Alors, on parle de Fernand Mondego, hein? Ah, Fernand! Quel personnage!
Imagine-toi: un mec beau, fort… et sacrément lâche. On est d'accord, il est pas le héros, loin de là.
Fernand, le Judas Provençal
Disons-le franchement: c'est un traître. Un salaud magnifique, si tu veux. Il vend son ami, Edmond Dantès, pour une promotion et pour ravir la belle Mercédès.
C'est un peu le résumé? Jalousie, ambition, et un soupçon de lâcheté. Le cocktail parfait pour une catastrophe!
On peut pas nier, son ascension sociale est impressionnante. De simple pêcheur à Comte, chapeau! Mais à quel prix? Hein?

Le Comte et le Cocu
Le truc drôle, c’est qu’il devient hyper riche. Super classe. Mais est-ce qu'il est heureux? Absolument pas! Mercédès le regarde plus ou moins comme un meuble.
Et le pire? Son fils, Albert, adore le Comte de Monte Cristo. L'ironie est à son comble, non?
Imagine: le Comte, alias Edmond Dantès, se pointe chez Fernand. Genre, « Salut, c'est moi, ton cauchemar devenu réalité! »
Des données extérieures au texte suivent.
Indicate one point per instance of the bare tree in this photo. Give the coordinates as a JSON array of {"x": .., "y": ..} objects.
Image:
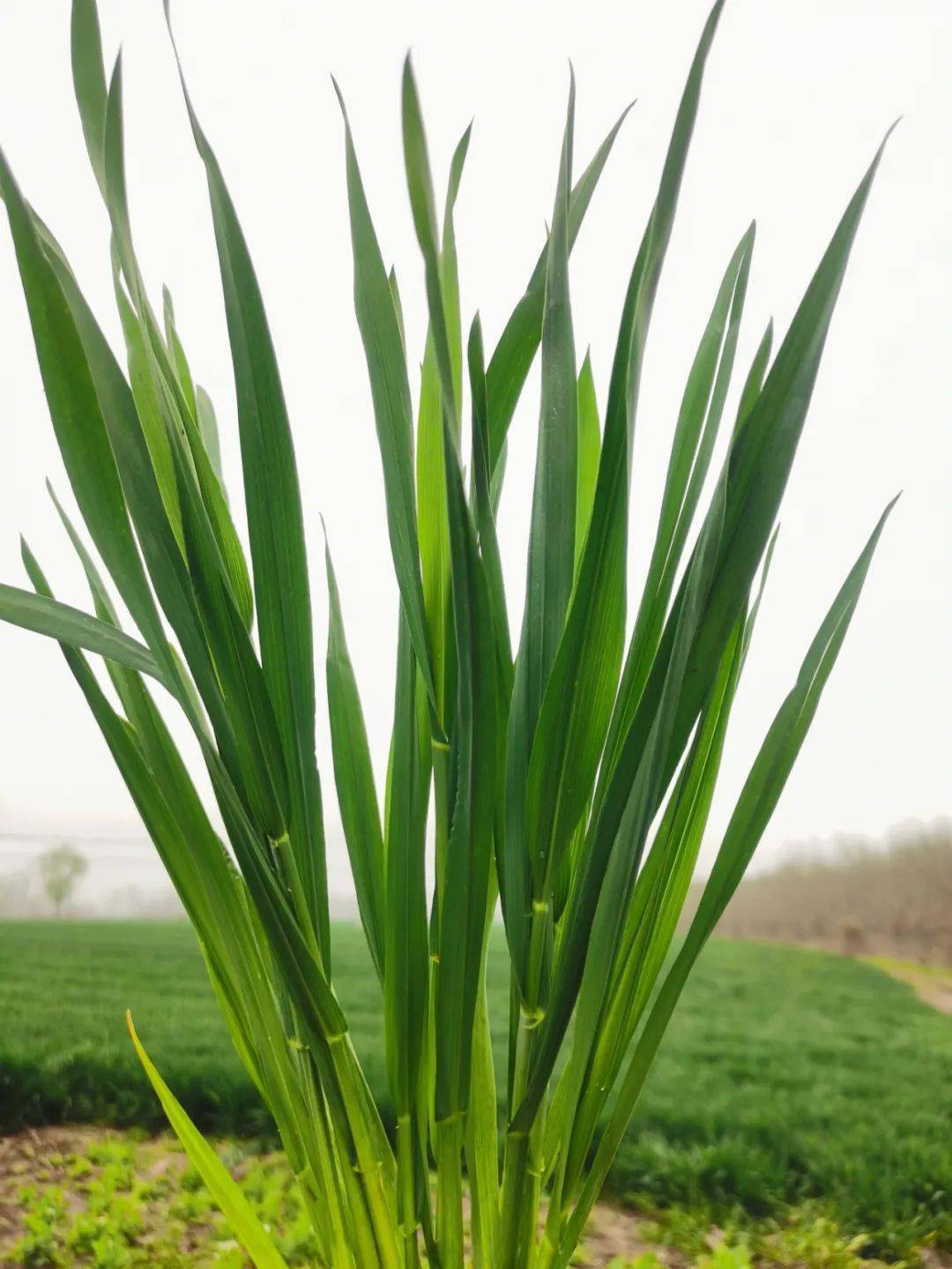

Fernand est anéanti. Humilié publiquement. Sa vie s'écroule comme un château de cartes. C'est jouissif, non?
Un Destin Tragique... Mérité?
Alors oui, c'est triste de finir comme ça. Démasqué, ruiné, rejeté. Mais faut avouer, il l'a cherché!
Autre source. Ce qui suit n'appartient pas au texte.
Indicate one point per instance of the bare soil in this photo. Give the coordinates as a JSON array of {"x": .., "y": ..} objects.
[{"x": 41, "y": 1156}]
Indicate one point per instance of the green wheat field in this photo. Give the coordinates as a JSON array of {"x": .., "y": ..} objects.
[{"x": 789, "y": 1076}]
Le suicide de Fernand? Un peu théâtral, non? Typique du mec qui a toujours pris les solutions de facilité. Au moins, il a fini par prendre ses responsabilités... à sa manière.
Ce que je trouve fascinant, c'est sa complexité. Il est pas juste un méchant cartoon. Il a des faiblesses, des motivations... même si elles sont pourries.
Fernand est une preuve que l'ambition démesurée et la trahison ne mènent à rien de bon. Une belle leçon, emballée dans un roman d'aventure épique.

Alors, la prochaine fois que tu te plains de ta vie, pense à Fernand Mondego. Ça te remontera le moral!
Et puis, avoue, c'est quand même plus fun de parler de méchants charismatiques que de héros ennuyeux, non?
Au plaisir de débattre sur les méfaits de ce sombre personnage!